Par Léopold DASSI NDJIDJOU
En parcourant les réseaux sociaux en ce jour de farces autorisées, on se rend compte que les blagues les plus folles, les plus farfelues et les plus contondantes n’émeuvent pas du tout les Camerounais. Quelle que soit la dangerosité et l’improbabilité des blagues, il ne manque pas des internautes pour témoigner qu’il s’agit là des faits du quotidien, et par conséquent, rien d’anormal ou d’étrange dans le narratif des uns et des autres sur la toile. Il n’est point besoin ici de revenir sur les faits anecdotiques mais de tirer les impérieuses leçons.
On a constaté en parcourant la toile sur les poissons d’avril, que les plus grossis et les plus monstrueux sont des véritables épiphénomènes, car s’inscrivant dans le registre des faits sociaux du quotidien dans le pays de Paul Biya. “On a déjà vu ça didonc, va en brousse avec”, lit-on en boucle comme commentaires des récits à couper le souffle. A bien observer,
c’est comme si notre société était devenue insensible, castrée de toute émotion d’humanisme face à la souffrance d’autrui ou du malaise collectif. Désormais, on constate un ensauvagement à outrance dans les habitudes au quotidien, un glissement toujours plus abrupte des mœurs collectifs vers l’état de nature, où le primat de la force s’enracine, où les gros poissons mangent sans vergogne les petits. L’Etat, le Léviathan, ce monstre froid tant prôné par les idéologues des temps dépassés, est dompté allègrement par les gros poissons qui font à la fois la loi, la justice et exécutent la force des sentences. Les gros poissons sous les tropiques renvoient Max Weber à ses chères études. Lui qui avait vite fait d’affirmer que le monopole de la force légitime appartient à l’Etat westphalien. Sous les tropiques, ce privilège appartient aux gros poissons qui portent si bien le masque de l’État, le totem de ce que les Westphaliens qualifiaient de monstre froid et impersonnel. C’était bien sûr autrefois. Le monstre a été dompté.
L’Etat, animal de cirque des gros poissons
Ces gros poissons, le poison d’avril, sont le totem de l’Etat sous les tropiques. L’Etat en Afrique subsaharienne n’est pas un monstre froid. Il a des émotions, des états d’âme à l’exemple des forces tutélaires qui le transcendent, qui lui sont éthérées.

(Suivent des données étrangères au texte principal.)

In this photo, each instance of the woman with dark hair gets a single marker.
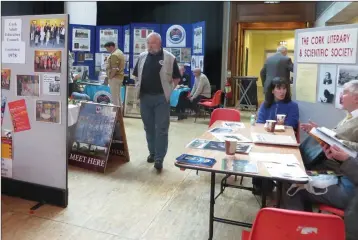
(278, 101)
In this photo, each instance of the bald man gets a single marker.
(157, 74)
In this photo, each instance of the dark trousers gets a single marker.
(155, 112)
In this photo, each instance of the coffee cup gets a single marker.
(270, 125)
(280, 119)
(230, 146)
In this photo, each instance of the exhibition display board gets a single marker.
(82, 42)
(34, 107)
(99, 135)
(325, 59)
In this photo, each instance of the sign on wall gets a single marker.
(329, 46)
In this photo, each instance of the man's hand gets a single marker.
(334, 152)
(307, 127)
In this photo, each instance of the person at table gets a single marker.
(346, 130)
(278, 101)
(342, 195)
(201, 89)
(115, 71)
(184, 77)
(157, 74)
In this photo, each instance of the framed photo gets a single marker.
(131, 103)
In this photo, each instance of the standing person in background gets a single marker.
(201, 88)
(115, 71)
(278, 65)
(157, 74)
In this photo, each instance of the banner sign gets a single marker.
(329, 46)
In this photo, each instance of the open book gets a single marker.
(322, 134)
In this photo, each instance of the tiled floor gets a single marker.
(132, 201)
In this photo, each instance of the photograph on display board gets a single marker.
(175, 36)
(327, 83)
(198, 40)
(83, 71)
(126, 40)
(346, 73)
(107, 35)
(131, 102)
(81, 39)
(47, 61)
(140, 39)
(47, 33)
(48, 111)
(5, 79)
(88, 56)
(28, 85)
(185, 55)
(51, 84)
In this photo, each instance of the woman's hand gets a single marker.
(307, 127)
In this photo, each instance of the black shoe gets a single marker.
(158, 165)
(150, 158)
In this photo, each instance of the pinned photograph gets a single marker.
(327, 83)
(51, 84)
(346, 73)
(48, 111)
(47, 33)
(28, 85)
(47, 61)
(5, 79)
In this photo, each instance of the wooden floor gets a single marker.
(132, 201)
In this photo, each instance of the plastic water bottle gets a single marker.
(253, 120)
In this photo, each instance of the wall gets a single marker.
(258, 43)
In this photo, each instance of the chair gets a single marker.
(274, 223)
(224, 114)
(335, 211)
(210, 105)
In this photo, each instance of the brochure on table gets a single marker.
(82, 42)
(34, 107)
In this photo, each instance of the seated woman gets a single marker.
(277, 101)
(201, 89)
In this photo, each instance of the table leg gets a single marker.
(212, 202)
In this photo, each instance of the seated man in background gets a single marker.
(346, 130)
(341, 195)
(201, 89)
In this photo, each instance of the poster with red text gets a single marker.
(19, 115)
(328, 46)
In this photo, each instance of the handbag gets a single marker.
(321, 182)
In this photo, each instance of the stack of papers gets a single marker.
(273, 139)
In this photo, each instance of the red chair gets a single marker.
(326, 208)
(210, 105)
(274, 223)
(224, 114)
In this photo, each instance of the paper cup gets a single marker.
(270, 125)
(230, 146)
(280, 118)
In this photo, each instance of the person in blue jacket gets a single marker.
(277, 101)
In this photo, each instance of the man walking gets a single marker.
(157, 74)
(115, 71)
(278, 65)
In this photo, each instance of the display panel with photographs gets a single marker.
(5, 79)
(327, 83)
(48, 111)
(81, 39)
(131, 102)
(47, 33)
(47, 61)
(28, 85)
(51, 84)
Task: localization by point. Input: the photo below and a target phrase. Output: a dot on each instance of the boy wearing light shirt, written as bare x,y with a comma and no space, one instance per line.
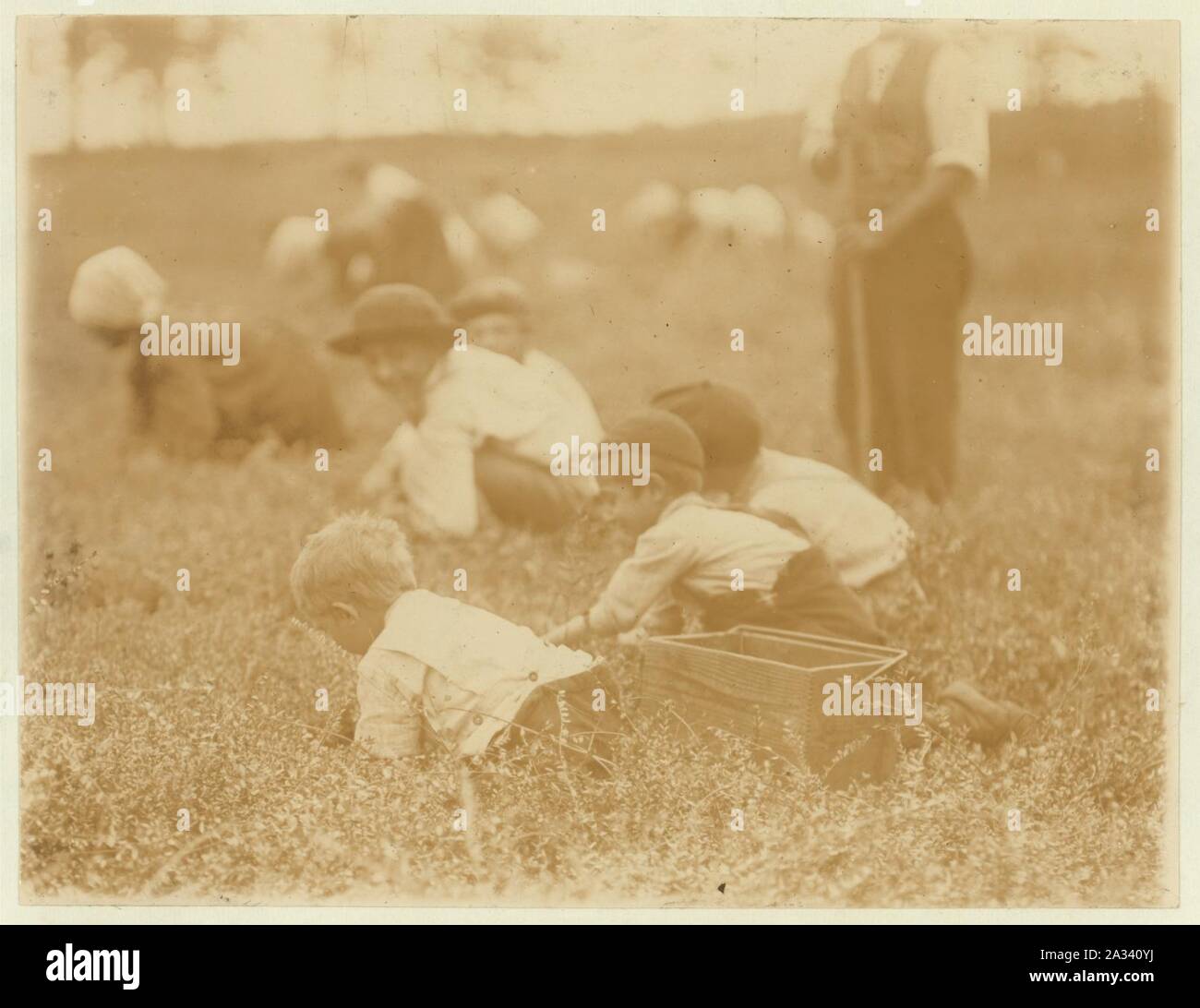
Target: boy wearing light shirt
480,426
865,541
733,568
437,673
727,567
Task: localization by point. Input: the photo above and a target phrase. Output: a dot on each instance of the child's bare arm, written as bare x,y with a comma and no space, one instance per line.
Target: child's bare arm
389,716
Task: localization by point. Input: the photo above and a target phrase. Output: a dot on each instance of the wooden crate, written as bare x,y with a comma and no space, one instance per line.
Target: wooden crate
763,685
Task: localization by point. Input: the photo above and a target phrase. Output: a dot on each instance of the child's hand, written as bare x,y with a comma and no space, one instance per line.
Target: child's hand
568,632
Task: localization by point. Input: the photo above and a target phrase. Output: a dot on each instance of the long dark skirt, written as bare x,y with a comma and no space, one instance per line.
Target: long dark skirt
912,298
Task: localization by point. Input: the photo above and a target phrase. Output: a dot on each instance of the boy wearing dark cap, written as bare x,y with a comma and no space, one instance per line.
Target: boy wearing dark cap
479,425
190,406
727,567
865,541
497,315
732,568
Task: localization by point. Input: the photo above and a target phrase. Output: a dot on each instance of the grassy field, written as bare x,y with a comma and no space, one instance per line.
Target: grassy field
205,699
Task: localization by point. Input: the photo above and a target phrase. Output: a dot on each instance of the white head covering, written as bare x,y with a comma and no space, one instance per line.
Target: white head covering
115,289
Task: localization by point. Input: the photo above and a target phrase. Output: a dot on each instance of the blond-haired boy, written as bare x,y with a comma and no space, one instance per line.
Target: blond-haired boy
435,671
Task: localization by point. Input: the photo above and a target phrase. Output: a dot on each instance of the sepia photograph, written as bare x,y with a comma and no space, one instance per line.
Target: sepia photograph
528,461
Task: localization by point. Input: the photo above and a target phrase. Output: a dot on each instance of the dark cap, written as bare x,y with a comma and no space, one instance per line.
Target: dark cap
725,420
676,454
394,312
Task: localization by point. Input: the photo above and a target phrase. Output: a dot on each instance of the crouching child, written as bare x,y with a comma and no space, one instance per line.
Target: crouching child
730,567
437,673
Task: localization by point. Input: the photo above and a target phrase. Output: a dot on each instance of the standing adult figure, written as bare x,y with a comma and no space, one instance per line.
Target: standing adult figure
907,138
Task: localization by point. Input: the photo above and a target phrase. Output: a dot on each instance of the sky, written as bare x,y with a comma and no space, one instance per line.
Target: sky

L’Etat en Afrique peut être capricieux, jaloux, en colère ou garder un mutisme embarrassé devant les faits sociaux qui créent des psychoses. Ceci n’est pas une vue de l’esprit. Qu’il plaise de se souvenir de Mobutu Sesse Seko, le chef d’État zaïrois qui frappant sa poitrine et martelant le sol, déclarait à un journaliste occidental éberlué ” L’Etat, c’est moi!”. Le portrait achevé d’un gros poisson , d’un poison pour les peuples d’Afrique. Seulement, lui qui a apprivoisé l’Etat, lui qui a fait de l’Etat son pantin, avait aussi oublié une chose si simple: lui et sa cour passent, et l’Etat demeure. Quand il a été entamé par la faiblesse de la maladie, l’Etat a repris son souffle. Cela l’a été de telle enseigne qu’il quittait l’aéroport de N’djili-Kinshasa pour toujours alors que ses propres soldats tiraient sur son avion. Vous avez dit poisson d’avril et poison d’avril? Vous avez dit poisson d’avril et gros poissons ? Tout est poisson d’avril sous les tropiques , les populations étant sous la cécité des ravages des gros poissons. Mais déjà, dans les eaux, les gros poissons frétillent de stupeur car la rancoeur commence à germer dans le cœur d’une population apathique, aphone et atone, qui commence à s’interroger face aux frasques des gros poissons hautains, méprisants et autistes. Poissons d’avril et poison d’avril, tout un chapitre.